🤖 AI Summary
This work addresses the challenge that physical signals in multi-sensor observations are often entangled with instrument-specific artifacts, impeding accurate information extraction and cross-device data fusion. To resolve this, the authors propose a self-supervised pretraining paradigm that leverages overlapping observations to construct training pairs and employs a dual-encoder architecture. By treating sensor effects as a form of data augmentation and introducing a counterfactual generation objective, the method disentangles instrument-invariant physical signals from sensor-induced artifacts.

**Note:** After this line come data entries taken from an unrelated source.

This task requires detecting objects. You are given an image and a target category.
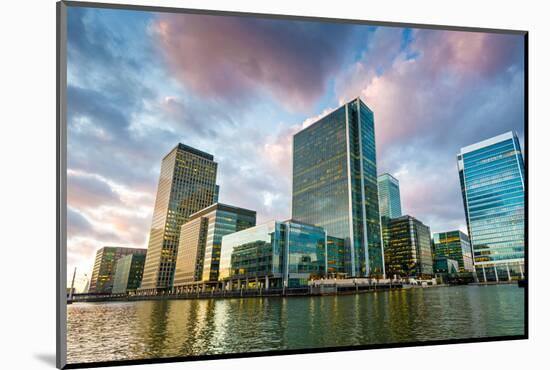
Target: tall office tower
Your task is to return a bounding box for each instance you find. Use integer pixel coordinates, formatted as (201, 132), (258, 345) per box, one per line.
(292, 98), (384, 276)
(378, 173), (401, 218)
(113, 254), (145, 294)
(433, 230), (474, 272)
(174, 203), (256, 287)
(140, 144), (218, 293)
(88, 247), (147, 293)
(457, 132), (525, 281)
(384, 215), (433, 278)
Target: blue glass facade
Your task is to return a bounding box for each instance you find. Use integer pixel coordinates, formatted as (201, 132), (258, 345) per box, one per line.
(378, 173), (401, 218)
(457, 132), (525, 281)
(219, 220), (327, 288)
(433, 230), (474, 272)
(292, 98), (384, 276)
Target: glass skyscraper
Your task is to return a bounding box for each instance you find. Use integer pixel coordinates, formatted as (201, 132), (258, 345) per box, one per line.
(292, 98), (384, 276)
(433, 230), (474, 272)
(140, 143), (218, 293)
(378, 173), (401, 218)
(174, 203), (256, 287)
(457, 132), (525, 281)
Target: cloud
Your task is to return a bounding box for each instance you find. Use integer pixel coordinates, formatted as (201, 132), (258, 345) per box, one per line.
(337, 30), (525, 231)
(155, 14), (353, 110)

Evaluated on DESI Legacy and HSC galaxy images, the approach achieves high-quality counterfactual view synthesis, debiased estimation of physical parameters, and effective cross-instrument similarity retrieval, substantially enhancing the interpretability and consistency of multi-source astronomical data.
📝 Abstract
Data collected from the physical world is always a combination of multiple sources: an underlying signal from the physical process of interest and a signal from measurement-dependent artifacts from the sensor or instrument. This secondary signal acts as a confounding factor, limiting our ability to extract information about the physics underlying the phenomena we observe. Furthermore, it complicates the combination of observations in heterogeneous or multi-instrument settings. We propose a deep learning framework that leverages overlapping observations, a dual-encoder architecture, and a counterfactual generation objective to disentangle these factors of variation. The resulting representations explicitly separate intrinsic signals from sensor-specific distortions and noise, and can be used for counterfactual view generation, parameter inference unconfounded by measurement distortions, and instrument-independent similarity search. We demonstrate the effectiveness of our approach on astrophysical galaxy images from the DESI Legacy Imaging Survey (Legacy) and the Hyper Suprime-Cam (HSC) Survey as a representative multi-instrument setting. This framework provides a general recipe for scientific and multi-modal self-supervised pretraining: construct training pairs from overlapping observations of the same physical system, treat sensor- or modality-specific effects as augmentations, and learn invariant representations through counterfactual generation.